Her full band instrumentation stays behind her. It is her record and she is the star and focus of each cut. This factor actually requires some getting used to, and some significant pondering. So many blues songstresses, early on, sound dominated by the male musicians around them. She does not. She absolutely does not. And that's as it should be. A honey of a hussy of a release.



The Miles Davis Quintet

The Legendary Prestige Quintet Sessions

Prestige Records PRCD4-4444-2

www.concordmusicgroup.com




Those were the days, back when there were so many peaks to scale, and many scales to peak in small combo jazz. Those were the days when a quintet could astound listeners by finding strong, brash harmony between two instruments instead of sixteen, when the front and back lines of the band blurred, and could blur in more, better equipped studios, when it took a couple of days to make a record that would last forever, and Miles Davis was, to those in the know, king of this strange new world. There were thoughts that could be thought best or more easily with his music playing in the background. It was cool. It still is.

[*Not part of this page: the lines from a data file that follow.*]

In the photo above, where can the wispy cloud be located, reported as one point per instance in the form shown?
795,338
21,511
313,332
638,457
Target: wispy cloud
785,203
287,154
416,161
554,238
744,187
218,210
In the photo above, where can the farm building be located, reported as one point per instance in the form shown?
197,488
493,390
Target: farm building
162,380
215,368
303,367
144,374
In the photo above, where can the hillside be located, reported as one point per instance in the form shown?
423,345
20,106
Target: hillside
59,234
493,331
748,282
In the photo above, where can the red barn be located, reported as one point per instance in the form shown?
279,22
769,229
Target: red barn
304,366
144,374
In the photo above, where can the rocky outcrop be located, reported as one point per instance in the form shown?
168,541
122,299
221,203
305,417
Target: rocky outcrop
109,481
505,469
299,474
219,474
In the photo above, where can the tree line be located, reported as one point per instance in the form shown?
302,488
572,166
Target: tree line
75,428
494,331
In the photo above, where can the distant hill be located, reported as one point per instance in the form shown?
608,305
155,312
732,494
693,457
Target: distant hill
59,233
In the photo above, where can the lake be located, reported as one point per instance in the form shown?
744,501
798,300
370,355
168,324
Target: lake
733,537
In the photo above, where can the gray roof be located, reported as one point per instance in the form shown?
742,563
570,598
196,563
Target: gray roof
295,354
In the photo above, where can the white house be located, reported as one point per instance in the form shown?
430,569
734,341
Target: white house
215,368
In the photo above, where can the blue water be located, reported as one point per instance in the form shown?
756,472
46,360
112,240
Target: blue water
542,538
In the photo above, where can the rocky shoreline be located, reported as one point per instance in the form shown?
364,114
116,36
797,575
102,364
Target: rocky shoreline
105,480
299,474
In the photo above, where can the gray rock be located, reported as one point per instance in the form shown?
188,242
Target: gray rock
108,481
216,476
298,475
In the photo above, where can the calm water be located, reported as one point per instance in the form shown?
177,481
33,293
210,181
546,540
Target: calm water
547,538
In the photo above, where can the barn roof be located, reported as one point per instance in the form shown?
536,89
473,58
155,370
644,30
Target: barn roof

This is a great collection of first or second take masterpieces, and it's mandatory for a jazz CD collection not only for the recordings, but for the liner notes. When you obtain a set like this, you experience a level of music criticism higher than that found in most full length artist biographies. The booklet accompanying this four-CD set is a gorgeous, highly insightful and instructive work. Again, a must for the serious jazz collector. And cool.





Walter Trout and Friends

Full Circle

Ruf Records RUF1117

www.rufrecords.de




After thirty five years in the music business, five years since his last studio record, blues-rock guitar legend Walter Trout here reflects on the sounds that influenced him and the sounds through which he influenced others. Lending hands here are John Mayall, Coco Montoya, Jeff Healey, Guitar Shorty, James Harman, Richie Hayward, Junior Watson and several other luminaries from American and British blues royalty. The tunes are, well, typical of British blues, as is true of any Mayall alumnus going back to those true blue roots.

The guitar work is stellar and precise, though the vocals are, after all these years, still failing to evoke the natural, easy passion of real blues. Oh well, that's a hallmark of British blues, and, though it sounds artificial, it's dead center of a real tradition, Other, better vocalists, including John Mayall himself, add more distinctive, real flavor to the record.

All in all, this is as good a British blues CD as you're likely to find this year. It is a fine, current anthology.